The company's engineers note that the key difference between the new design and its predecessors is the ability to reduce pressure drops. "When you have a pressure drop, you ultimately have less force available to lift or move a load," notes Rob Arndt, product portfolio manager for spool valves at Sauer-Danfoss. "You also consume more engine horsepower, which translates to higher fuel consumption."
Known as the CDS 60 and CDS 100, the new valves offer inlet flow capacities of 60 l/min and 100 l/min, respectively, with maximum working pressures of about 3,000 psi. The company's engineers say that the pressure drop for its new valves is around 60 psi. In contrast, pressure 5 drops for conventional directional control valves for such applications range between 80 and 140 psi, depending on the valve model and flow rate, they say.
Sauer-Danfoss engineers note they achieved the lower pressure drop by designing larger port galleries into the valves. They did that, in part, through a willingness to make a slightly larger valve, and also by employing a casting process, instead of a machining process, to make the holes. "The coring of the inlet valves is larger, and that drives the inlets and outlets themselves to be larger," Arndt says. The result is a valve with fewer flow restrictions and less fluid drag, he adds.
A side benefit of the larger, thicker port galleries is that the CDS valves are said to be less prone to deflection and, therefore, leakage, in a stack configuration.

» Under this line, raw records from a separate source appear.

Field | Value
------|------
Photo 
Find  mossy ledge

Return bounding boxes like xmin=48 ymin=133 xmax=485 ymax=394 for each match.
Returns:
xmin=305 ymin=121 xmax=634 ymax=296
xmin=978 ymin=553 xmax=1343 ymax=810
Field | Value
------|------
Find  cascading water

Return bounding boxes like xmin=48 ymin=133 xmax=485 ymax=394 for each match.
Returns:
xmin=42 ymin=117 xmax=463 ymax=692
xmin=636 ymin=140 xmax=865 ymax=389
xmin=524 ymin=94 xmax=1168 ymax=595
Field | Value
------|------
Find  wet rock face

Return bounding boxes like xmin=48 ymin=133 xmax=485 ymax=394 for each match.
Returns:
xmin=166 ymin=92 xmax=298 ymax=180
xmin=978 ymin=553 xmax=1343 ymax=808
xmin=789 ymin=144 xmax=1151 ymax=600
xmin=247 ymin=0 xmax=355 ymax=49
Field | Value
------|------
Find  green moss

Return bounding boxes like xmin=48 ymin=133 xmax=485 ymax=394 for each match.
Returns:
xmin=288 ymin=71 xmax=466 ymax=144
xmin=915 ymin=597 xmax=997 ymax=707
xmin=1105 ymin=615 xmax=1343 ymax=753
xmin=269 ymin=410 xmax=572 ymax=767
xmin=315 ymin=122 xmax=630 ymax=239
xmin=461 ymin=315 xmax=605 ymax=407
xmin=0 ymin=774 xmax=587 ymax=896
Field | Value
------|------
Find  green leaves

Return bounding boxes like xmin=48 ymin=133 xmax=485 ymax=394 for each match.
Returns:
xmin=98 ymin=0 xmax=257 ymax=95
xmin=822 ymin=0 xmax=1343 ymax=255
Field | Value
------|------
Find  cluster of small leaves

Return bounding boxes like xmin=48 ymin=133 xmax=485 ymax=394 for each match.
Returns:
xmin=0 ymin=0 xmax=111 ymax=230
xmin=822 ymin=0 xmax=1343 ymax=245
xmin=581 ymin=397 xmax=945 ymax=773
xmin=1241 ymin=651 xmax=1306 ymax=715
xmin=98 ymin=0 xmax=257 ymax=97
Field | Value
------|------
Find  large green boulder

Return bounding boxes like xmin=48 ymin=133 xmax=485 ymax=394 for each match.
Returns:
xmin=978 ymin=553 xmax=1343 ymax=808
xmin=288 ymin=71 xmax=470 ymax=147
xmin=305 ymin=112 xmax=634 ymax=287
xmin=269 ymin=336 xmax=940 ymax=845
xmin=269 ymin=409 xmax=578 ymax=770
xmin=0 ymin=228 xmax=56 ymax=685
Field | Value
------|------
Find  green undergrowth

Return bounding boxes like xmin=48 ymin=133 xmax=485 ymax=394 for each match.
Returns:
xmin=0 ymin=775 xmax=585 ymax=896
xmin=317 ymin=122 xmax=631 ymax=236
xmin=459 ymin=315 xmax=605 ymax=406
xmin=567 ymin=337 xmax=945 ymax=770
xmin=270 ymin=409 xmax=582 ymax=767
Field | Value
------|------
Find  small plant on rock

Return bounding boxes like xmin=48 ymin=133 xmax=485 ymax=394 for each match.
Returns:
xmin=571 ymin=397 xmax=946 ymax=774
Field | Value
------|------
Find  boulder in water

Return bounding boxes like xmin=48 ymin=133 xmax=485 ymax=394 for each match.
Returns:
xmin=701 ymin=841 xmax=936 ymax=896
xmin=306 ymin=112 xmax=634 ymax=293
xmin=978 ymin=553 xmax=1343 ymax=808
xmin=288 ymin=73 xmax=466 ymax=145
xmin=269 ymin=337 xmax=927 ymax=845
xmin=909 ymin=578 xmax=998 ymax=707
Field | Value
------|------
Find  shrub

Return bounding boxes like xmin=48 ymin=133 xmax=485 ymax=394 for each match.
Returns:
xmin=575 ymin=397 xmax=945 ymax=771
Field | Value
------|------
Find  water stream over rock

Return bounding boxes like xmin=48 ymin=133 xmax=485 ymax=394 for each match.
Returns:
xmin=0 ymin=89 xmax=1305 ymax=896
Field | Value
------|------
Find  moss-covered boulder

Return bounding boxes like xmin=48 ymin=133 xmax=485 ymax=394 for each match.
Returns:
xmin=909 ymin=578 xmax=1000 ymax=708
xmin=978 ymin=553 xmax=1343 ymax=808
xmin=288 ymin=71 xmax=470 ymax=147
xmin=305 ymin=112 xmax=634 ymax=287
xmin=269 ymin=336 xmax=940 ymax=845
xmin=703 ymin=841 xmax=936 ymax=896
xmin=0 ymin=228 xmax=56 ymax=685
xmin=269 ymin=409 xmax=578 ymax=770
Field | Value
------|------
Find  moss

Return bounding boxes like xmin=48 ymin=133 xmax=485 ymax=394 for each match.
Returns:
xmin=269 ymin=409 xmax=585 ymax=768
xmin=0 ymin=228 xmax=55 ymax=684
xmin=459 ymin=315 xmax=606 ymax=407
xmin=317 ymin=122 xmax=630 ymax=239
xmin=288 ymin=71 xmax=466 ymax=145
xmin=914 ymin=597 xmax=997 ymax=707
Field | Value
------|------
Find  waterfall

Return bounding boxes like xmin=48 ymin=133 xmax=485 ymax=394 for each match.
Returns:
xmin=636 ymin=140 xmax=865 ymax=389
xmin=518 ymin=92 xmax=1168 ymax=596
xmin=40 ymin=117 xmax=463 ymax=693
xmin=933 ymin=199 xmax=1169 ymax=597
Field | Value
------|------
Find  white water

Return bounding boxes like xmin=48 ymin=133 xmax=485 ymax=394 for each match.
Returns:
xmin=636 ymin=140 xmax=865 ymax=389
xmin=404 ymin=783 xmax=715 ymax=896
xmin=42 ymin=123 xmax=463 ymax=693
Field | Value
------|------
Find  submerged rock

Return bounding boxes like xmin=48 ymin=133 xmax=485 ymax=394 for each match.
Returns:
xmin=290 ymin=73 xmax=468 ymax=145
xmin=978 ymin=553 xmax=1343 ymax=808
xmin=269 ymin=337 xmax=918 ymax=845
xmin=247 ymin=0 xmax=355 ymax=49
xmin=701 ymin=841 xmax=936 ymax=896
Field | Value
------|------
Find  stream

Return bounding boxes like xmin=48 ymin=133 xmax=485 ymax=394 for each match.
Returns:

That's important for demanding applications, the company says, because such applications can place mechanical stresses on valves that can result in hydraulic fluid leakage between sections. "If you have larger inlet or outlet sections, you have less deflection," Arndt says. "That way, you can eliminate spool binding and ensure that you don't have leaking between the sections."
Sauer-Danfoss reports that the valve also offers other advantages, such as modular construction and a priority flow-control system. Modularity allows for control of various work functions from a single valve stack, thereby simplifying machine design, plumbing, and pump applications, the company says. The priority flow-control system, meanwhile, ensures that the most important flow circuit gets its flow first, with excess flows being diverted to other functions, where possible. As a result, the system always provides flow to critical functions, such as steering or brakes.